1. Your approach is correct, but note that the support for $X,Y$'s distributions are non-zero natural numbers, and so the support for their sum's distribution shall be natural numbers of at least 2. Adjustments must be made to the bounds for your series. $$\begin{align}\mathsf P(X+Y=k) ~&=~ \mathbf 1_{k\in[[2;\infty)]}\sum_{j=1}^{k-1} \mathsf P(X=j)\,\mathsf P(Y=k-j)\\[1ex]&=~ \mathbf 1_{k\in[[2;\infty)]}\sum_{j=1}^{k-1}p^2(1-p)^{j-1+k-j-1}\\[1ex]&=~ p^2\mathbf 1_{k\in[[2;\infty)]}\sum_{j=1}^{k-1}(1-p)^{k-2}\\[1ex]&=~ (k-1)p^2(1-p)^{k-2}\mathbf 1_{k\in[[2;\infty)]}\end{align}$$

Alternatively: $X,Y$ are each the count for trials until the first success in independent sequences of Bernoulli trials with identical success rate $p$. Their sum is thus the count for trials until the second success in such a sequence of trials. We thus may evaluate the probability for a sequence of exactly $1$ successes among $k-1$ trials and then a subsequent success, to obtain the above probability mass function.

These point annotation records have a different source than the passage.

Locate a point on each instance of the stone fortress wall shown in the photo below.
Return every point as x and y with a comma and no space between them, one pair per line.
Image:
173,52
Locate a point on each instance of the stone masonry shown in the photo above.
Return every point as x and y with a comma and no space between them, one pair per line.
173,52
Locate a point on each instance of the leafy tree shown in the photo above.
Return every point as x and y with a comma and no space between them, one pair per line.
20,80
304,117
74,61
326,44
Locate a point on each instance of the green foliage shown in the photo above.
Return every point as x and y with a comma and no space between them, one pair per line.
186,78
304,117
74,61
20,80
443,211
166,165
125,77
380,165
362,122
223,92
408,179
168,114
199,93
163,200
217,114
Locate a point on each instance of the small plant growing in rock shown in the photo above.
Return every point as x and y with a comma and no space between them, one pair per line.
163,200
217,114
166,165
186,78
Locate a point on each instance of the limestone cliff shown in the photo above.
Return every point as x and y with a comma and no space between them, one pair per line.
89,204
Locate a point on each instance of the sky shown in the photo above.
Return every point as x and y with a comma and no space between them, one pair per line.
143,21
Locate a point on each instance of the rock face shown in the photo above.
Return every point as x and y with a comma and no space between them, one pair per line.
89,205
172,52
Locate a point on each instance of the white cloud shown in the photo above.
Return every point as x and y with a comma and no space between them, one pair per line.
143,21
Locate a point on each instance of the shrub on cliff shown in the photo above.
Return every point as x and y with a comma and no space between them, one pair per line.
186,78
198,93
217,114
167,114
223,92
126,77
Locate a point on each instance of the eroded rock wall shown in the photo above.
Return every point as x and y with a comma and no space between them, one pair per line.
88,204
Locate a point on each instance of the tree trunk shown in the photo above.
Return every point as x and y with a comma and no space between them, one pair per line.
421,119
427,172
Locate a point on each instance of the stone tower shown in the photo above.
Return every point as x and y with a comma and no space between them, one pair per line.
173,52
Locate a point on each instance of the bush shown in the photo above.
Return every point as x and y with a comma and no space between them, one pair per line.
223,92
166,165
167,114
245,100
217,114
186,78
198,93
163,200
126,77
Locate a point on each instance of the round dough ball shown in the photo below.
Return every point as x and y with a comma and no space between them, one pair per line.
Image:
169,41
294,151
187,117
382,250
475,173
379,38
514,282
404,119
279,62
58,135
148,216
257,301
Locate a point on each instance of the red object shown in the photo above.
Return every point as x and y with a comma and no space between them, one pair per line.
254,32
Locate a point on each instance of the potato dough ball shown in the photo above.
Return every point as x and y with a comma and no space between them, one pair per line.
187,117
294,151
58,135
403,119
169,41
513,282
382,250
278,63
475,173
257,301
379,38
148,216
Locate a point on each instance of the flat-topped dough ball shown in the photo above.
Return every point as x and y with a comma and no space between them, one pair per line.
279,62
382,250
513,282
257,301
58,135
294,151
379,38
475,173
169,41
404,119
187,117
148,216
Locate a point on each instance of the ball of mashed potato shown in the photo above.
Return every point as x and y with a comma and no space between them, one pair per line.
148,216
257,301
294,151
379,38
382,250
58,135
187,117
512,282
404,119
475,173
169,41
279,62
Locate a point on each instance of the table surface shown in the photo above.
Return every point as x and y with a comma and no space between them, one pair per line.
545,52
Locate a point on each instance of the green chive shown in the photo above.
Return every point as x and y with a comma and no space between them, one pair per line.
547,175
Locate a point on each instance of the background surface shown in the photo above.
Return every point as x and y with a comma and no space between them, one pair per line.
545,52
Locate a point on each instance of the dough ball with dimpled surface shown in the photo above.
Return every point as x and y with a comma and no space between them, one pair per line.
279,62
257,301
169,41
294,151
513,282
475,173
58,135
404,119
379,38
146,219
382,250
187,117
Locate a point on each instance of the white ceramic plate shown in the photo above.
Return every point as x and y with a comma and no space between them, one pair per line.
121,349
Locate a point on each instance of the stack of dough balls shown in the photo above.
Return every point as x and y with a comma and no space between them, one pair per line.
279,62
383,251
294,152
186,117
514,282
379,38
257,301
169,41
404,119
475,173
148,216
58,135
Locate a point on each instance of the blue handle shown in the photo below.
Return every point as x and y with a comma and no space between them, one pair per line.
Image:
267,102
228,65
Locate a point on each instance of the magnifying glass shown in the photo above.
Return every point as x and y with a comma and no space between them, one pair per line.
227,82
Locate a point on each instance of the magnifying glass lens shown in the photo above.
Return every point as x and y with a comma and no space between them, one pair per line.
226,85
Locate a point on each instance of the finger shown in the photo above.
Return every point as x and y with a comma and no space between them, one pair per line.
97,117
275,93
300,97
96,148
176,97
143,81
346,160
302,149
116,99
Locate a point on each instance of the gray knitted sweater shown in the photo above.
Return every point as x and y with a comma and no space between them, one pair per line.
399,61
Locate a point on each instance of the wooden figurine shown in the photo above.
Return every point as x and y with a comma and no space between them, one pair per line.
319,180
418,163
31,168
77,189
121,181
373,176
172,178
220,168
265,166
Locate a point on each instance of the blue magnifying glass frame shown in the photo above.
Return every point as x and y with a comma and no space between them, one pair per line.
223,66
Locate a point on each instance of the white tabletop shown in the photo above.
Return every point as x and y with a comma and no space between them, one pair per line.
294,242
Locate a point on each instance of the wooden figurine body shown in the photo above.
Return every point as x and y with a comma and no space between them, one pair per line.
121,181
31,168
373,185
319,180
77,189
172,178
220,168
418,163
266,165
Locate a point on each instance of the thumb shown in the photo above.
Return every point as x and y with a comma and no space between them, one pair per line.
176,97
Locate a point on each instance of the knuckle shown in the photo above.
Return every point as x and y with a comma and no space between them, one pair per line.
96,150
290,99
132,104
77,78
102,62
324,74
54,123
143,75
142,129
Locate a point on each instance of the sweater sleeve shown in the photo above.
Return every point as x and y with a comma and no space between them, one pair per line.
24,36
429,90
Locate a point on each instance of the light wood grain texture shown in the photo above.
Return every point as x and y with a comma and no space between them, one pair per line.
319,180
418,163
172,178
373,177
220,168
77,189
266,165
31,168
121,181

2. Well you could try to find a closed form for the expectation using that pmf, but the Linearity of Expectation would be more helpful ... if you know the expectation for a 1-Shifted Geometric Distributed Random Variable. $$\mathsf E(X)=1/p$$

Answer 2

Answer to Question 1 - have a look at the answers to this question: How to compute the sum of random variables of geometric distribution

Answer to Question 2 - For $X$ and $Y$ being random variables, $E(X+Y) = E(X)+E(Y)$. This is always true, even when $X$ and $Y$ are not independent, given the expected values exist. And they do exist in the case of $X$ and $Y$ having a geometric probability mass function (PMF).